The recorded data is then scanned, and the value for each field stored until a new timestamp is encountered. At this point, a new row is output with the timestamp as its index and the last received value output for each field. If no value was received for a particular field since the previous timestamp, a suitable value is output to indicate this - either an empty string for text based fields or an invalid / NaN value for numerical fields.

This conversion can be done using SLConvert or the graphical interface SLConvertGUI. A simpler tool exists that can convert to comma separated value (CSV) format only, which is documented at dat2csv. This tool is more limited, but can be used in environments where Python is unavailable.

The graphical interface SLConvertGUI takes a step-by-step approach to converting data file and is the recommended starting point.

Supported file formats

The main conversion tools can generate files in the following formats:

  • Comma separated values (CSV) - the simplest but often largest output format
  • GZip compressed CSV
  • Excel compatible spreadsheet in the newer XML format (XLSX)
  • Matlab compatible workspace (MAT) file
  • Parquet

Each of the formats represents the data in the same way - a series of fields and corresponding timestamps.

In theory, data can be converted to any format supported by the underlying Pandas library if required. See the pandas documentation for possible options.
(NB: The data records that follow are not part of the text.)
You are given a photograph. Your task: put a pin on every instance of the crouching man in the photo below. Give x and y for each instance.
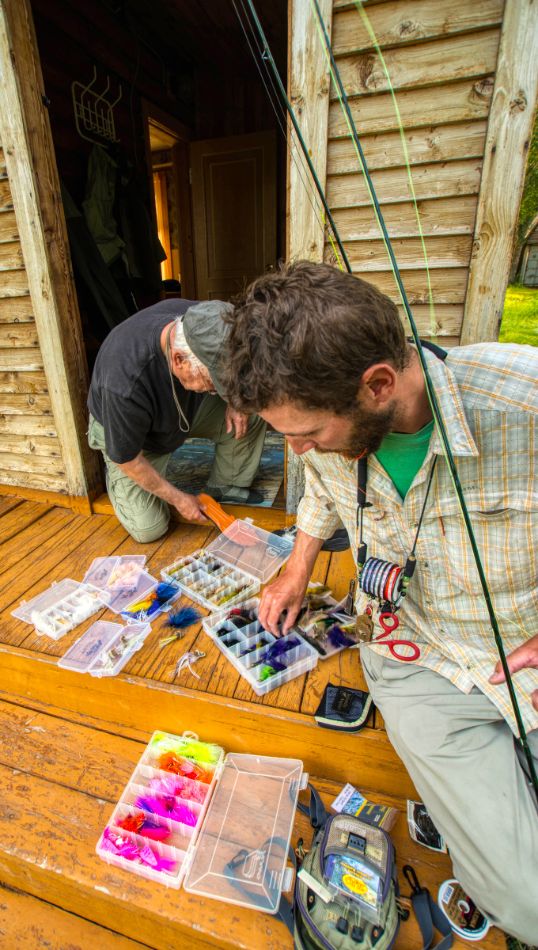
(157, 382)
(322, 356)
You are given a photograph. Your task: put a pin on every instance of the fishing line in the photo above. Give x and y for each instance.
(337, 79)
(297, 154)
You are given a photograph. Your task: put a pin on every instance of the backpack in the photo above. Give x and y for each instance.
(324, 918)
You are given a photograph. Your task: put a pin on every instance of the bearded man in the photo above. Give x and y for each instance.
(322, 356)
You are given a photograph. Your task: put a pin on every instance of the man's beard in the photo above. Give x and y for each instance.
(368, 429)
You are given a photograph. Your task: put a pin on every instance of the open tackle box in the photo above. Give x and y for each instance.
(265, 661)
(105, 648)
(221, 826)
(61, 607)
(231, 568)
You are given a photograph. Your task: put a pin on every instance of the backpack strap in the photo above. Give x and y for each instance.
(315, 810)
(429, 915)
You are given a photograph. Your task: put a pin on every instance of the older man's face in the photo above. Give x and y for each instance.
(191, 374)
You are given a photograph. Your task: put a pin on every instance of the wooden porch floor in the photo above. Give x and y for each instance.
(40, 544)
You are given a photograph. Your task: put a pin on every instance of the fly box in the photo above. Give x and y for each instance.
(221, 826)
(265, 661)
(231, 568)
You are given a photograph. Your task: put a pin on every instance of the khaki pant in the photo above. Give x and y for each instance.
(145, 516)
(460, 753)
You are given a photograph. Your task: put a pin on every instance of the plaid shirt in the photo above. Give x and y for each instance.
(488, 397)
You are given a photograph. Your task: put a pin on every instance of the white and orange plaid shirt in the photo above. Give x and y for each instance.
(488, 397)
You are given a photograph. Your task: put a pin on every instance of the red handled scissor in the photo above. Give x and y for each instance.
(389, 623)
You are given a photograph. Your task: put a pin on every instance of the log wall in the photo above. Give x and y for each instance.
(442, 61)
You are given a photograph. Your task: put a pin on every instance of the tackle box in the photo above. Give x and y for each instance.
(231, 568)
(105, 648)
(248, 648)
(237, 849)
(115, 573)
(61, 607)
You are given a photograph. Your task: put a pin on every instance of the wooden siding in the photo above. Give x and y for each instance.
(30, 453)
(442, 65)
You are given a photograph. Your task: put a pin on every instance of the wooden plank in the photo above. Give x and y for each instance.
(14, 283)
(33, 924)
(447, 286)
(27, 141)
(28, 425)
(441, 216)
(22, 404)
(452, 251)
(17, 382)
(8, 226)
(439, 180)
(22, 445)
(6, 200)
(10, 256)
(396, 23)
(46, 482)
(424, 64)
(16, 521)
(16, 310)
(453, 102)
(24, 540)
(509, 130)
(308, 90)
(438, 143)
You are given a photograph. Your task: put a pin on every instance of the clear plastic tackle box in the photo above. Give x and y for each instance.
(61, 607)
(225, 826)
(265, 661)
(231, 568)
(105, 648)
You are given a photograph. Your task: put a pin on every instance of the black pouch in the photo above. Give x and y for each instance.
(344, 709)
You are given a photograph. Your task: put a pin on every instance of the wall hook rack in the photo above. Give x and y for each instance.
(94, 112)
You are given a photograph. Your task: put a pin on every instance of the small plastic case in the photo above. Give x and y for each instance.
(153, 829)
(105, 648)
(61, 607)
(232, 567)
(116, 573)
(122, 599)
(237, 849)
(254, 652)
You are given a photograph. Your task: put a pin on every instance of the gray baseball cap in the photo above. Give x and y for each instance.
(206, 333)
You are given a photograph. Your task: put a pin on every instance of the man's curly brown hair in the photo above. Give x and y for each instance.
(305, 334)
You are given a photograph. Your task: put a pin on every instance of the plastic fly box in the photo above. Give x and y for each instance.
(225, 837)
(265, 661)
(61, 607)
(105, 648)
(231, 568)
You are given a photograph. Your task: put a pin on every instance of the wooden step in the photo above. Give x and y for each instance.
(60, 780)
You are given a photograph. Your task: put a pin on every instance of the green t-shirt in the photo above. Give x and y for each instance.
(402, 453)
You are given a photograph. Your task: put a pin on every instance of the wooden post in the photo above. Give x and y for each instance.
(509, 131)
(33, 176)
(309, 86)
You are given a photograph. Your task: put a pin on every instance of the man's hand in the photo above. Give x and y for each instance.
(523, 657)
(189, 507)
(236, 422)
(286, 593)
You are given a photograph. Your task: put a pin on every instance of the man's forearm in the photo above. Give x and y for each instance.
(144, 474)
(303, 558)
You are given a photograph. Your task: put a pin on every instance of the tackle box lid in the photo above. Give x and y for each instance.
(122, 599)
(53, 595)
(241, 854)
(251, 550)
(115, 573)
(87, 652)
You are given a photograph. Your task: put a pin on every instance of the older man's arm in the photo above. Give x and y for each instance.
(142, 472)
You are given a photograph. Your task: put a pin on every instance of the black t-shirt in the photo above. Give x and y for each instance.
(131, 390)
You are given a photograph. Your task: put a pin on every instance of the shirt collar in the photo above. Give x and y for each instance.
(450, 402)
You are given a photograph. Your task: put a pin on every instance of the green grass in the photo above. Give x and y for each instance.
(520, 316)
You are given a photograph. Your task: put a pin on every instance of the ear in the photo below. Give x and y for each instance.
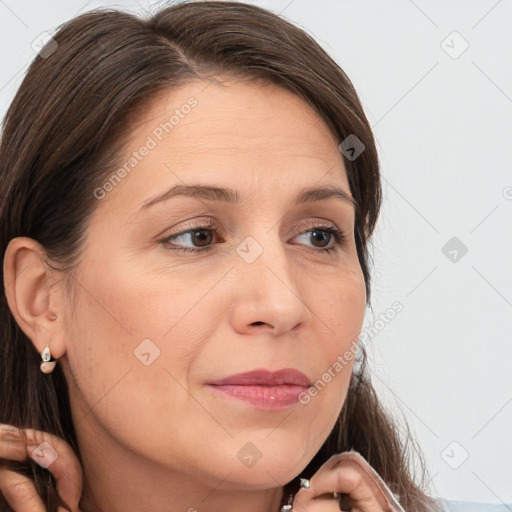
(32, 299)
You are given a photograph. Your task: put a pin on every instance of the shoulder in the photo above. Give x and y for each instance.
(466, 506)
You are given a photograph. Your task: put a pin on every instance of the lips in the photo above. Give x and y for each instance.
(264, 389)
(265, 378)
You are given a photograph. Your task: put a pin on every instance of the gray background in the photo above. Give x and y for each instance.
(442, 115)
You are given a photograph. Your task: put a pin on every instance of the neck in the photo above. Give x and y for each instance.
(120, 480)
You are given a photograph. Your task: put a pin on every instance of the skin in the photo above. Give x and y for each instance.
(211, 314)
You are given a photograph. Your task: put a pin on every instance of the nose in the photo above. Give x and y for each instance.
(270, 291)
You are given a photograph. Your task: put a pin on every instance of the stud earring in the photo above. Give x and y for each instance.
(48, 364)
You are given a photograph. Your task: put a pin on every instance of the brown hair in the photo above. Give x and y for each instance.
(61, 140)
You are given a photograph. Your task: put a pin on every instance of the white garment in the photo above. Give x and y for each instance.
(466, 506)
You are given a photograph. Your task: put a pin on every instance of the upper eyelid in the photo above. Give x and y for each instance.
(214, 225)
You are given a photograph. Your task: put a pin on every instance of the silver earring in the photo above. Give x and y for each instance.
(48, 363)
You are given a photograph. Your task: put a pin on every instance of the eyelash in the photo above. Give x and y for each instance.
(339, 237)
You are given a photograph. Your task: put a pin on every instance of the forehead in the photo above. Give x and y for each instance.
(247, 135)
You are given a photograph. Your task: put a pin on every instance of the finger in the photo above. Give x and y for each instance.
(20, 492)
(344, 474)
(57, 456)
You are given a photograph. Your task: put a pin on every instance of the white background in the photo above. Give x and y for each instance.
(443, 128)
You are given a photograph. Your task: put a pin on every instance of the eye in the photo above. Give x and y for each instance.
(201, 237)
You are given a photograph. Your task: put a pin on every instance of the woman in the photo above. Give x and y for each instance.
(186, 208)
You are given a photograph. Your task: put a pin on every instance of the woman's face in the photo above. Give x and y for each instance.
(174, 296)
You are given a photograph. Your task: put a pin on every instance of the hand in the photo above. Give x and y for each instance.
(346, 473)
(19, 490)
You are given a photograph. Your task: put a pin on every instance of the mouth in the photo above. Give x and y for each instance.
(264, 389)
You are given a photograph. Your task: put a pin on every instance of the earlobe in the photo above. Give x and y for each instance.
(27, 283)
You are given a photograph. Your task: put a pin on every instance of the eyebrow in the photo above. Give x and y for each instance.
(228, 195)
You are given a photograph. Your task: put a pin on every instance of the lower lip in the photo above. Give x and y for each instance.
(266, 397)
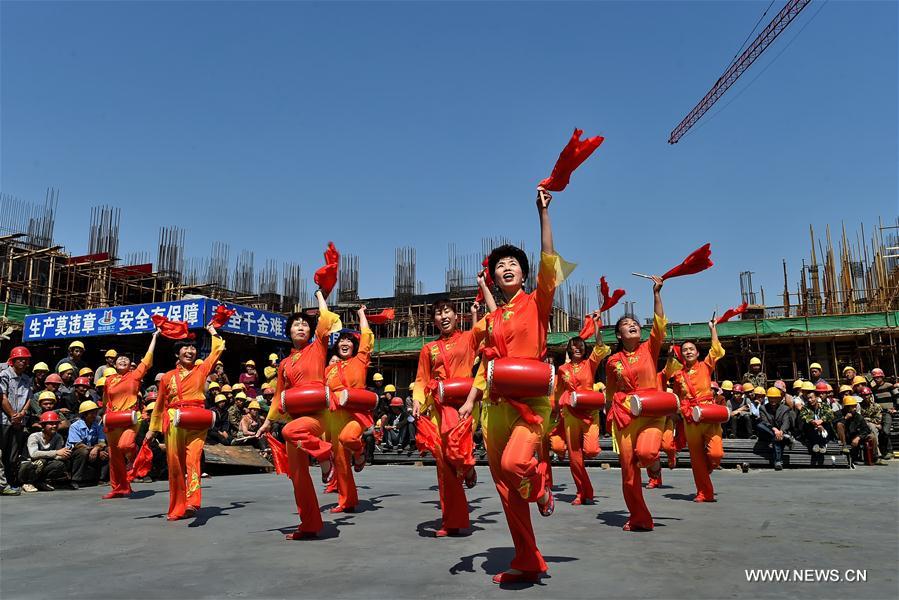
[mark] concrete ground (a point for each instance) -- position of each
(70, 544)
The SciPy library is used to convert data to a Matlab compatible format. See the documentation for scipy.io.savemat for compatibility information (at time of writing, MATLAB 7.2+).

Resampling / Averaging

One of the options provided in SLConvert and SLConvertGUI allows data to be resampled and averaged before output. This is useful for two reasons:

  • Data can be aligned to a common timing
  • Output file size can be reduced

The data is reduced by grouping into intervals of the desired length (0.1s, 1 second, 1 minute etc.) and a simple mean calculated for each field with any invalid (NaN) data discarded. If a field only contains one value within that interval then the field remains unchanged (although the fields will all be aligned to the interval chosen). No other checks or conversions are carried out, which can lead to misleading values for fields representing angular quantities or similar.

Data Extraction

One of the features of the logging software is the ability to embed arbitrary data within the recorded files for later extraction. This is used to allow messages that aren't directly understood or usable to be examined later, possibly using existing tools for that data format. As an example this can be used to store the raw data coming from a Datawell buoy for later extraction and analysis with their software, which is more suited to this task than blindly converting data as part of the timeseries outputs described above.

The tools for this process are SLExtract and the corresponding graphical interface SLExtractGUI.

In general, you will want to extract channel 3 (the default raw data channel) of a particular source and use the raw output mode. This ensures that no Logger formatting is added to the output file. As this data is arbitrary, the extraction tool does not know what file extension to add to the output and will default to a generic ".dat" extension. Replace this as required or rename the resulting output file to match what your existing software may be expecting.